Classic Computer Magazine Archive COMPUTE! ISSUE 11 / APRIL 1981 / PAGE 40

Program Compactor

Edward H. Carlson
Okemos MI

There are two evils that sneak up on you as your programs attain moderate length. The programs begin to take up too much space in memory, and they become increasingly obtuse. These evils combine in positive feedback. Increased internal documentation by REMark statements is a partial antidote to program complexity but this, of course, compounds the problem of fitting the whole glob into memory.

The answer is to have two copies of each program: a "working copy" occupying minimum space, and a fully documented "archives copy" that may, in fact, be too long to be run in your machine. (It must be short enough to fit in your memory as source code, sans variable tables, of course.)

But consider, you say, how much finger tapping, eyeball twitching, and obsessive concentration it takes to go through a program and remove all the REMarks, especially those buried inside lines of active code, and most especially those "invisible" REM statements like this one:

120 GOTO 232 : NO "REM" NEEDED HERE

(In such a statement, the BASIC interpreter jumps to another line before passing the colon and so does not detect the syntax error caused by the omitted REM.)
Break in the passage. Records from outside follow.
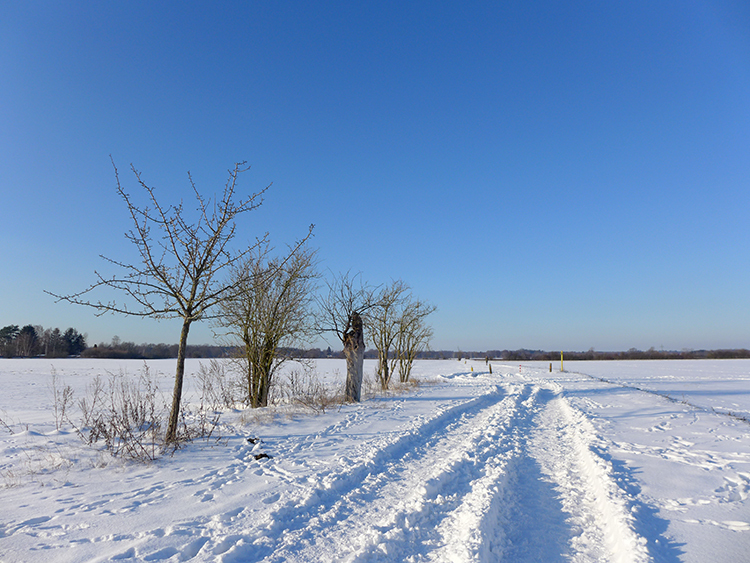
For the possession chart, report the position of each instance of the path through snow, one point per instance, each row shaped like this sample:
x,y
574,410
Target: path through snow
x,y
475,467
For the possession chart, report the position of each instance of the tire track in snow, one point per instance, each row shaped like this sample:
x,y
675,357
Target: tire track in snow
x,y
467,485
321,506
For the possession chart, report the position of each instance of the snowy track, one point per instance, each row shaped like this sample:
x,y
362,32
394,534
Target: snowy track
x,y
513,466
456,488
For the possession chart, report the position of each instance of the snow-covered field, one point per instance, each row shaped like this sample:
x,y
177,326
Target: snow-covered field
x,y
607,461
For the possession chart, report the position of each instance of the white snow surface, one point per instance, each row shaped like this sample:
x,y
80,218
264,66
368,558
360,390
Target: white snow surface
x,y
608,461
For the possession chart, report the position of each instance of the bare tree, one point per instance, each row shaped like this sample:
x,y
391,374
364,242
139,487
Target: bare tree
x,y
384,320
179,273
340,312
413,336
270,310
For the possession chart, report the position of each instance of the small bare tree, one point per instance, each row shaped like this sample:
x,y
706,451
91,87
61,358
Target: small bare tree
x,y
340,312
269,311
384,322
413,335
180,270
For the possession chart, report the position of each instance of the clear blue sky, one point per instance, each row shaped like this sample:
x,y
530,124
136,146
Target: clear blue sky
x,y
549,174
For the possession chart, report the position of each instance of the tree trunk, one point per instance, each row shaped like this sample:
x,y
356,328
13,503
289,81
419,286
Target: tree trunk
x,y
354,349
174,414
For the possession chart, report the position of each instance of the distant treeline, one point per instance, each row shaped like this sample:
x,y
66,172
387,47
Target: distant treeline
x,y
632,354
31,341
35,340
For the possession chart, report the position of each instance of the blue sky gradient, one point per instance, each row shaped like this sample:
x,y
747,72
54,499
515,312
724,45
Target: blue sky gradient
x,y
549,174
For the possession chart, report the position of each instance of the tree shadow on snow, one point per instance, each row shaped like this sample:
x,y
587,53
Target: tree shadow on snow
x,y
647,523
Looky here, I say, repetitive decisions are just what the logic machine was invented to perform! One needs to write a "program compacting" program, and that is just what I have done, showing my results in Listing 1. The program was written for use with my Ohio Scientific C2-4P, but should work with little change in other Microsoft BASIC machines, such as the PET. All that needs changing is the starting address of the source code, $0300 for OSI BASIC, and the numerical values of the tokens, which differ in the OSI and PET versions of Microsoft BASIC.

This compactor is a moderately complex program in itself. It is put at high line numbers so as to be out of the way of any program you are writing. When you have a version of your own program that needs compacting, first save it to tape, then read in the Compactor (from a tape that does not have the Test Program in front). Do a "RUN 62000". The compacted program will then be POKEd into memory, ready to SAVE to tape or to RUN. The Compactor will still be in memory, but now invisible to you and inaccessible to BASIC.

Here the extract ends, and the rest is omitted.